Unique material by one of the most important European postwar jazz musicians being released here for the first time. Tenor saxophonist Hans Koller and his “Big Sound” recorded live in Hamburg 1961. In addition to his classic quartet, Koller invited six brass players to the set, making arrangements sound more colorful and rich. Great modern jazz featuring Ack Van Rooyen, Rudi Flierl, Klaus Mitschele and Rolf Schneebiegl, with Karlhanns Berger on the piano chair, including previously unknown compositions by Koller, Berger and Hans Hammerschmid. “Big Sound Koller was a real sensation, exhibiting honesty, straightforwardness and musical imagination” (Jazz Podium magazine 1961)
Hans Koller is considered to have been one of the most important European postwar jazz musicians of the 1950s and 60s. Born in Vienna in 1921, following WWII Koller emerged as a talented musician that had developed his own unique sound on the tenor saxophone and who was inspired by many of iconic American jazz musicians.
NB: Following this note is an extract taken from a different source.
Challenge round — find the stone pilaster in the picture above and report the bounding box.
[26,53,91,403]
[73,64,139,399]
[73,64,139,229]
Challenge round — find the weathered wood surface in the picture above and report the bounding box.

By 1953, he was touring with Dizzy Gillespie, and in 1955 he was featured as a guest soloist in Bill Russo’s band. That same year, he also played with Lee Konitz and Stan Kenton. In 1957, upon meeting American arranger, composer and SWR big band leader Eddie Sauter, he was so impressed with Koller that he even hired him to play with his orchestra. In 1958 he went on to play with Zoot Sims and also Benny Goodman.
The music on this album is being released here for the first time. In addition to his classic quartet, Koller also invited six brass players to the set, making arrangements sound more colorful and rich. “Hans wrote a lot for orchestra; he liked to do this,” remembers Klaus Hagl, his drummer at the time. “For the concert in Hamburg, he asked a few of his friends that were playing in Kurt Edelhagen’s big band to join him. He picked exactly those brass players that he needed for his background sound and we rehearsed for two days. Hans always wrote his compositions that way, placing himself in the center, because for him, it was always about the Hans Koller Sound.” In addition to Koller, the other soloists that evening included Karlhanns Berger and a guest from the Netherlands, Ack van Rooyen. At the time a youngster of merely 21, he opened the ballad “Lonely” with a beautiful solo, playing a muted trumpet. Koller then joined, also playing a solo, and then afterwards Rooyen took over again. In the end, the piece culminated with them playing the melody together again. As Van Rooyen remembers, “Hans and I were close friends and played together on many occasions in different cities. He was a great after-hours entertainer and drank and smoked a lot.”
This is what jazz sounds like when good musicians are given the chance to play in the way that they want. And this music really swings!”